School officials have been looking for additional funding sources and for ways to trim costs. The project is scheduled to be completed in August 2025, lining up with the end of the school district’s lease at the old department store.
Flanagan said that the district would renew the lease with Macy’s if voters voted against the bond and the district was unable to secure enough outside funding to compensate for the project — but he cautioned that it’s not a viable option.
“At some point we have to build the high school,” he said.
The school board unanimously approved the cheaper of five schematic designs for the school. Developer Joe Weith called it the design with the best campus feel.
Compared to the old high school, the new building would function as various small learning communities. According to Weith, there would be a variety of classroom sizes including similar rooms.
The main entrance to the building would sit a level above on the first floor of the school and open into a large area that developers refer to as “the commons” — which Weith has referred to as “a glorified cafeteria, but it's much more than just the dining space,” also functioning as an assembly space, a lobby for the auditorium and the gym.
“It will be a center of student activity,” he said.

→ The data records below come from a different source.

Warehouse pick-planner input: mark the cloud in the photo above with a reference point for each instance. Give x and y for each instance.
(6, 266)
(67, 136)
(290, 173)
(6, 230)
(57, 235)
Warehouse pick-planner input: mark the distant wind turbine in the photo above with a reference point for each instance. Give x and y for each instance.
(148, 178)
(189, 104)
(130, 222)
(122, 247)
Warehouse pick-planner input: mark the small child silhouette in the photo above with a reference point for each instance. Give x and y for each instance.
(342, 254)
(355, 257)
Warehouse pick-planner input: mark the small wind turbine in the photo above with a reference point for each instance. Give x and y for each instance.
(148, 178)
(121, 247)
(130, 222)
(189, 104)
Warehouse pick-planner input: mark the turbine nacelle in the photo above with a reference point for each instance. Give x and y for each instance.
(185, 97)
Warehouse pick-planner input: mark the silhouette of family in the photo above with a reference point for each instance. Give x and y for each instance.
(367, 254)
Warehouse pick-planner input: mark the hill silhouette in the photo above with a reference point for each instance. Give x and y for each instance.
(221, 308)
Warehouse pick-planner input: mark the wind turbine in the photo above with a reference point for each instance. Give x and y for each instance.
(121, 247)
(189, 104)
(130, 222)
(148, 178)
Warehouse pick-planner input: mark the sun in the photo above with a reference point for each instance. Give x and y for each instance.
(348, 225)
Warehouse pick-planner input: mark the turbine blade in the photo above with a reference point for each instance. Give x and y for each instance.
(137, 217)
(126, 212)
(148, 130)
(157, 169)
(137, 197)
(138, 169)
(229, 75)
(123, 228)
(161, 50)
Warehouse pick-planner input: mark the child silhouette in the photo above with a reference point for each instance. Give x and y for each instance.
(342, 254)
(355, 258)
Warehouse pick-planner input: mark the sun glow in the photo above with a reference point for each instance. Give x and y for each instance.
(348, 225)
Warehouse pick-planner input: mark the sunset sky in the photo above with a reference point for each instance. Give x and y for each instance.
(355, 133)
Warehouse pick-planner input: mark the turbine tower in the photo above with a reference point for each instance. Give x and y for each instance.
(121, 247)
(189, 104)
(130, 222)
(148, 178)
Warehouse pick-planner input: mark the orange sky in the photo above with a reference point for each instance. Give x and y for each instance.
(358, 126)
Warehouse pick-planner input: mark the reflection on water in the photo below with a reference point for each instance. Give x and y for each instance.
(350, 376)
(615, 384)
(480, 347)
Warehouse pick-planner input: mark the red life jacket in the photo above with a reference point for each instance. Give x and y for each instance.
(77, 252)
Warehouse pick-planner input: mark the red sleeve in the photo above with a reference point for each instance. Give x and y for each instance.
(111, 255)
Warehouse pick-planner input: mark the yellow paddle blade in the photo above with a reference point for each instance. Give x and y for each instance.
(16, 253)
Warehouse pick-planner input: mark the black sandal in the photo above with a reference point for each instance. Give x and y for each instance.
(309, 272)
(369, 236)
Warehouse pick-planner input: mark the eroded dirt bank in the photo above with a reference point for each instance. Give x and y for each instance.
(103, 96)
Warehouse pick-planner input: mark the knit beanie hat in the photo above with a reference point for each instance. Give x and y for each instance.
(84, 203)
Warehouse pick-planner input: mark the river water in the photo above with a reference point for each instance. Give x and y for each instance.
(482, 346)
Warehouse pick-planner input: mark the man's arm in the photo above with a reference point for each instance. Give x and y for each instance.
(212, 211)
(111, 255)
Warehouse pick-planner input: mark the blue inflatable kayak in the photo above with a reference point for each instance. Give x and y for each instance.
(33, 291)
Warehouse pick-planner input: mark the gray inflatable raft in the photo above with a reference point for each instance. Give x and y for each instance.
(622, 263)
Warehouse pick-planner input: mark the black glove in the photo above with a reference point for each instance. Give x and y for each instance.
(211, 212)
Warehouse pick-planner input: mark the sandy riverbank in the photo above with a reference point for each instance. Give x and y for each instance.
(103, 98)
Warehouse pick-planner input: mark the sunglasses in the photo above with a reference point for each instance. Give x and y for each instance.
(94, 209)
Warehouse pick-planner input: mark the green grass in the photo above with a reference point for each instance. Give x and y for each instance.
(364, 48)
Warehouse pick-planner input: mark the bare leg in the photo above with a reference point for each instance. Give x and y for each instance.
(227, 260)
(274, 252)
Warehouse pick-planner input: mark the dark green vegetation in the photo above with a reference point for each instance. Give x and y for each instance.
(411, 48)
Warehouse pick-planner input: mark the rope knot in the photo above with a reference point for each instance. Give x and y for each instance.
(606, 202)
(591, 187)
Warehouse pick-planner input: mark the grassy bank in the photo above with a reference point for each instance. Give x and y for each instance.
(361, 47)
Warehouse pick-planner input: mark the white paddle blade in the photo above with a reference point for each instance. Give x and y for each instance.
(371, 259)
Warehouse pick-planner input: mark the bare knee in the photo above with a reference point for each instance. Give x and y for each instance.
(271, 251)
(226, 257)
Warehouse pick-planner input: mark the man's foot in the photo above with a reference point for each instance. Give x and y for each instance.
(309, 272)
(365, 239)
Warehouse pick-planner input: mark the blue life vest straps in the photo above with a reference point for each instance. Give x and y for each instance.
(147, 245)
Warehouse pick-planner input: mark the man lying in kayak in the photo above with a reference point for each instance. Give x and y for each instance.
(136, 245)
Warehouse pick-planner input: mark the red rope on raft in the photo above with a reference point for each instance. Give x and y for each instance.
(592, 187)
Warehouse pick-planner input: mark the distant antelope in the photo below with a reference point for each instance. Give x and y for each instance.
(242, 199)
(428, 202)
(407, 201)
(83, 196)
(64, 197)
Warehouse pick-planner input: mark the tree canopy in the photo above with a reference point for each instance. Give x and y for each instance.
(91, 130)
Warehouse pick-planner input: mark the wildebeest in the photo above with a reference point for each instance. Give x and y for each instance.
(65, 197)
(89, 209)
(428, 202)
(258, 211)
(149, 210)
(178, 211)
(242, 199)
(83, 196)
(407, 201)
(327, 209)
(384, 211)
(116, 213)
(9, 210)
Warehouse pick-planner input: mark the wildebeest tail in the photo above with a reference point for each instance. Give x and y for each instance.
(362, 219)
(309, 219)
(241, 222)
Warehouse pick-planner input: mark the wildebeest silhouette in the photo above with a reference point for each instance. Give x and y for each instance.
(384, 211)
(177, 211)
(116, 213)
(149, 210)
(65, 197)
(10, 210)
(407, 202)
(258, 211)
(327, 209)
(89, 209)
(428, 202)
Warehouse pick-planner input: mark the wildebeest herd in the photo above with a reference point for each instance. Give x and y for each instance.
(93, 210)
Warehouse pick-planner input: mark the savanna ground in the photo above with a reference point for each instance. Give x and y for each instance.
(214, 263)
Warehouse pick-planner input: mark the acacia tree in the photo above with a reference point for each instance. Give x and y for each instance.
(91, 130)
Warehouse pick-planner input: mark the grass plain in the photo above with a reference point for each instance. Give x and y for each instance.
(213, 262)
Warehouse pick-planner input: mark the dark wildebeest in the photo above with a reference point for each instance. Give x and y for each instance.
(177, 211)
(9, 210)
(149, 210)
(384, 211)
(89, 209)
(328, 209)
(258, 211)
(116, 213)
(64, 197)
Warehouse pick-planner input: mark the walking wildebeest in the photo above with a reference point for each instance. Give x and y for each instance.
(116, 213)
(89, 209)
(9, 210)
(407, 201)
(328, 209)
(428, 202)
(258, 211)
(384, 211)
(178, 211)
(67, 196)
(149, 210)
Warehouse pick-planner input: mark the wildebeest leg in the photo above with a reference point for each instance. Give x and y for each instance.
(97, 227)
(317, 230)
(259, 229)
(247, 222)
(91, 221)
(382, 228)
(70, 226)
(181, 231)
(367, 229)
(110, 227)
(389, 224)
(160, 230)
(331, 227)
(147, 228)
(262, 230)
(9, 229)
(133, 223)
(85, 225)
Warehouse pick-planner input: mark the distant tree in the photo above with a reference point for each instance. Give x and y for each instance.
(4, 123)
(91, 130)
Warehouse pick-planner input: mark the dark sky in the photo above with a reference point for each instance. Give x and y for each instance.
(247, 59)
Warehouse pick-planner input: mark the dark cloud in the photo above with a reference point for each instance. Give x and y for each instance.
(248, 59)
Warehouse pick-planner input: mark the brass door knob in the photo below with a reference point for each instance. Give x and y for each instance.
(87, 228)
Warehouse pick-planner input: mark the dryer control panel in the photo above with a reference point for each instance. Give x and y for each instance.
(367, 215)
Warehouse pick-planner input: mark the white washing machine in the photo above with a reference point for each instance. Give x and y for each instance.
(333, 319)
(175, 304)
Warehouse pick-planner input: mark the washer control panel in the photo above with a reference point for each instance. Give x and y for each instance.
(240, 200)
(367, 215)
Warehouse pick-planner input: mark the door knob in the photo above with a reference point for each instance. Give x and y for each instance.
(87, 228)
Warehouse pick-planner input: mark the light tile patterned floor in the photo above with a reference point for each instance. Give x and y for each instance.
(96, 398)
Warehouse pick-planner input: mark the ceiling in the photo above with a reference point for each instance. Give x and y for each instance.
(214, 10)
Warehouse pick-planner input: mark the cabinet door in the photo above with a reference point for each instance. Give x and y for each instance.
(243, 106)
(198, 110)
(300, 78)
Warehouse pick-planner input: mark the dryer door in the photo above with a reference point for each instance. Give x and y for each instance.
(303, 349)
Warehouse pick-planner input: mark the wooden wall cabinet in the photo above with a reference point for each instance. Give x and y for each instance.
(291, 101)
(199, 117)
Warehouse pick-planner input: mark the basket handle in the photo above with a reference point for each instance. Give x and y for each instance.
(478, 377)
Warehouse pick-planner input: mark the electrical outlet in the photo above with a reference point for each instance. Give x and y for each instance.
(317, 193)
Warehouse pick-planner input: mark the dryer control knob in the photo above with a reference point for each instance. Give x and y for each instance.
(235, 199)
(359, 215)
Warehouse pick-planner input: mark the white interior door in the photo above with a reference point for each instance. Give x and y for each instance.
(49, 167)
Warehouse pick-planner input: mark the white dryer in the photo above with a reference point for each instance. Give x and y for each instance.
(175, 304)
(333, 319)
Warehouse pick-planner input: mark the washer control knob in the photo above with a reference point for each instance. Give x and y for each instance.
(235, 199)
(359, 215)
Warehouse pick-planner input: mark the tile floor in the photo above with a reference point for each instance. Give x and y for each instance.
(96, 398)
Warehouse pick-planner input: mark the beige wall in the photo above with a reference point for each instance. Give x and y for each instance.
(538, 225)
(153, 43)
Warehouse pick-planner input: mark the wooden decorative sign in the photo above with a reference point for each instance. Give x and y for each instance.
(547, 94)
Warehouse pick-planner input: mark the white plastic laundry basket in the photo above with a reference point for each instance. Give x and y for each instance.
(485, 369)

The first floor would also be the primary service level for students with disabilities. Weith highlighted that those students will be close to necessary support services and medical services. Music programs would also be on that level.
Other components include classrooms, teacher planning areas, small group rooms, an open-floor-plan library and full-size basketball court. Flanagan said the talks with the design firm continue.
Corrections: An earlier version of this story misspelled Joe Weith's name and omitted councilors’ responses to the Aug. 13 shooting by a Burlington police officer.